Trauer James M, Denholm Justin T, McBryde Emma S
Burnet Institute, 89 Commercial Road, Melbourne 3004, Australia; Victorian Infectious Diseases Service at the Peter Doherty Institute for Infection and Immunity, Victoria 3010, Australia; Department of Medicine (Royal Melbourne Hospital/Western Hospital), University of Melbourne, Victoria 3010, Australia.

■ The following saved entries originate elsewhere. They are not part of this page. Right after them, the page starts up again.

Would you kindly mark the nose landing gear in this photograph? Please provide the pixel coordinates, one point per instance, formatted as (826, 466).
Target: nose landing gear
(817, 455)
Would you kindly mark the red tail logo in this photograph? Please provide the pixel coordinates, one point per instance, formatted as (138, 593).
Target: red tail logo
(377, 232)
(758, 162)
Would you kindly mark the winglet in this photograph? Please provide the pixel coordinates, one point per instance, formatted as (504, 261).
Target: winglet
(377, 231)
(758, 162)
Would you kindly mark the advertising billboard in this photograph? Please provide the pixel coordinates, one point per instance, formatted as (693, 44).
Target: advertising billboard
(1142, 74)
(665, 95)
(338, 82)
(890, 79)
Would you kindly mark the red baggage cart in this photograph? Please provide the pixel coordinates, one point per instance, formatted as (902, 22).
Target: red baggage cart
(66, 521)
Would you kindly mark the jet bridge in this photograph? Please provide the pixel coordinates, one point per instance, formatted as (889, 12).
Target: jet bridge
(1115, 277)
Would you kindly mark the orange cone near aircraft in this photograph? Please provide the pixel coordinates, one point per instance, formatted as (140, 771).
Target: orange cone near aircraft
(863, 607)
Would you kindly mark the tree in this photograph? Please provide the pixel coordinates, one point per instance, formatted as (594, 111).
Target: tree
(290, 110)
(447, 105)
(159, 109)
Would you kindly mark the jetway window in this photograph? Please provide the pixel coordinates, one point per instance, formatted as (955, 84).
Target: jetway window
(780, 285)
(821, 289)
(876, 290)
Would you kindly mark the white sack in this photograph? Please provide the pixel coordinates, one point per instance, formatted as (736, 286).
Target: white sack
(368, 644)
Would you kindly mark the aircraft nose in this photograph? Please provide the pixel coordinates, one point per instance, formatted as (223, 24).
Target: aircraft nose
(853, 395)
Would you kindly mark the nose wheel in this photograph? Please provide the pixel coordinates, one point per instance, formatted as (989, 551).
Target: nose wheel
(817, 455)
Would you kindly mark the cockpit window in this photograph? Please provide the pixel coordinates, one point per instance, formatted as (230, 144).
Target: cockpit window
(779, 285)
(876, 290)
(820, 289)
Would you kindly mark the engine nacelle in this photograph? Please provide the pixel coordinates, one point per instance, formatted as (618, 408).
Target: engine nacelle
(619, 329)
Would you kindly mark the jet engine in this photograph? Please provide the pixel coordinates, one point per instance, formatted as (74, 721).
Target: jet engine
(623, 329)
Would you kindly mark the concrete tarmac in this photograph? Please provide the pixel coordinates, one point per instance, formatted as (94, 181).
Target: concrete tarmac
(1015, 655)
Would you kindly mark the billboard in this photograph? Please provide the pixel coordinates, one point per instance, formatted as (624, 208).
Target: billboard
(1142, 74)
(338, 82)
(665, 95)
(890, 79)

Victorian Infectious Diseases Service at the Peter Doherty Institute for Infection and Immunity, Victoria 3010, Australia; Department of Microbiology and Immunology, University of Melbourne, Victoria 3010, Australia.

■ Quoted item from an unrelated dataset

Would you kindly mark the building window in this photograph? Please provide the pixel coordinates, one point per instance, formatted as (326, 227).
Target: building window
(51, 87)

J Theor Biol. 2014 Oct 7;358:74-84. doi: 10.1016/j.jtbi.2014.05.023. Epub 2014 May 27.
We present a mathematical model to simulate tuberculosis (TB) transmission in highly endemic regions of the Asia-Pacific, where epidemiology does not appear to be primarily driven by HIV-coinfection. The ten-compartment deterministic model captures many of the observed phenomena important to disease dynamics, including partial and temporary vaccine efficacy, declining risk of active disease following infection, the possibility of reinfection both during the infection latent period and after treatment, multidrug resistant TB (MDR-TB) and de novo resistance during treatment. We found that the model could not be calibrated to the estimated incidence rate without allowing for reinfection during latency, and that even in the presence of a moderate fitness cost and a lower value of R0, MDR-TB becomes the dominant strain at equilibrium. Of the modifiable programmatic parameters, the rate of detection and treatment commencement was the most important determinant of disease rates with each respective strain, while vaccination rates were less important. Improved treatment of drug-susceptible TB did not result in decreased rates of MDR-TB through prevention of de novo resistance, but rather resulted in a modest increase in MDR-TB through strain replacement. This was due to the considerably greater relative contribution of community transmission to MDR-TB incidence, by comparison to de novo amplification of resistance in previously susceptible strains.
我们提出了一个数学模型,用于模拟亚太地区结核病(TB)高流行地区的传播情况,在这些地区,流行病学似乎并非主要由艾滋病毒合并感染驱动。这个十房室确定性模型捕捉了许多对疾病动态至关重要的观察到的现象,包括部分和暂时的疫苗效力、感染后活动性疾病风险的下降、在感染潜伏期和治疗后再次感染的可能性、耐多药结核病(MDR-TB)以及治疗期间的新发耐药性。我们发现,如果不考虑潜伏期的再次感染,该模型无法校准到估计的发病率,而且即使存在适度的适应性代价和较低的R0值,耐多药结核病在平衡状态下也会成为主要菌株。在可修改的规划参数中,检测和开始治疗的速率是每种菌株疾病发生率的最重要决定因素,而疫苗接种率则不太重要。改善对药物敏感结核病的治疗并不会通过预防新发耐药性而导致耐多药结核病发病率下降,反而会通过菌株替代导致耐多药结核病略有增加。这是因为与先前敏感菌株中耐药性的新发扩增相比,社区传播对耐多药结核病发病率的相对贡献要大得多。